Si quelque part vous faites une pose,
Il reste à vos côtés. J’ai fait la même chose.
J’ai pu vous prévenir, mais par humilité,
Vous voyant demeurer, je me suis arrêté.
Pendant ce compliment, l’heure fatale sonne.
Je veux finir. Zéline aussitôt m’abandonne.
Est-ce là, ma Princesse, agir de bonne foi ?
Occupé de vous seule, hélas ! pensai-je à moi ?
Quoi, vous me punissez de trop d’exactitude ?
Cessez de vous noircir de tant d’ingratitude !
Comme après la bataille on dépeint le dieu Mars
Qui porte sur Vénus mille tendres regards,
Et la mère d’Amour qui l’agace et badine.
Ainsi firent alors Dom Fernand et Zéline.
Terminons, lui dit-elle, un si tendre débat.
Nous nous ferons juger par le conseil d’État.
Que chacun de nous deux aujourd’hui se repose,
Demain, si je le puis, je défendrai ma cause.
Notre couple amoureux passe la fin du jour
À se remettre un peu des fatigues d’Amour.
Le lendemain matin, pour fait de conséquence,
Le Conseil est mandé ; Zéline prend séance,
Elle expose en deux mots l’affaire en question.
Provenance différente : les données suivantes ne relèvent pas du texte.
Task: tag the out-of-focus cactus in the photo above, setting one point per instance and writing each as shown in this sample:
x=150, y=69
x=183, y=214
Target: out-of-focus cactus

Grands assemblés ici, faites attention.
Quoiqu’à vous je m’explique avec allégorie,
Le cas m’est important, ce n’est plaisanterie.
Dans peu vous le verrez, chacun selon les lois,
Le fait bien entendu, vous donnerez vos voix.
Lisette dans son champ où régnait l’abondance,
Avait un noisetier de très belle apparence.
Ne pouvant seule atteindre à son fruit déjà mûr,
Elle appela Lucas, et lui dit : Es-tu sûr,
Frappant de ton bâton douze fois cette branche,
D’abattre une noisette à chaque coup de manche ?
Si je le fais, dit-il, qu’aurai-je pour présent ?
Tu prendras, dit Lisette, et mon arbre et mon champ.
Lucas tout aussitôt prenant bien sa mesure,
Pour frapper douze coups choisit bien sa posture.
Une noisette tombe à tous les coups portés.
Lucas à la douzième arrête et dit : comptez.
Lisette à chaque fois la noisette ramasse,
La met entre ses dents et, rougissant, la casse.
Voyant que la douzième était vide en dedans,
Elle fait à Lucas de mauvais incidents.
L’autre, de son côté, la traite de parjure.
Décidez qui des deux a gagné la gageure.
Le Conseil, bien instruit de l’histoire du jour,
Décide pour Lucas, comptant faire sa cour.
Je signe avec plaisir la sentence donnée,
Dit Zéline au Conseil. Lisette condamnée,
Non plus que moi, n’en appellera pas.
Fernand peut vous conter ce que c’est que Lucas.
Il le connaît mieux que personne.
Je lui donne ma main, mes États, ma couronne.
Que l’on fasse au plus tôt l’appareil de l’hymen.
Tout le monde content, se lève et dit amen.
C’est ainsi, ce dit-on, qu’un Habsbourgeois peu riche
Emporta le Tyrol dans la maison d’Autriche1
.
- 1 On sait que le mariage projeté entre Zéline et Fernand n’a pas eu lieu, et que Zéline a depuis eu plusieurs autres amants, dont quelques-uns ont fait fructifier le noisetier. Zéline est la Czarine (M.).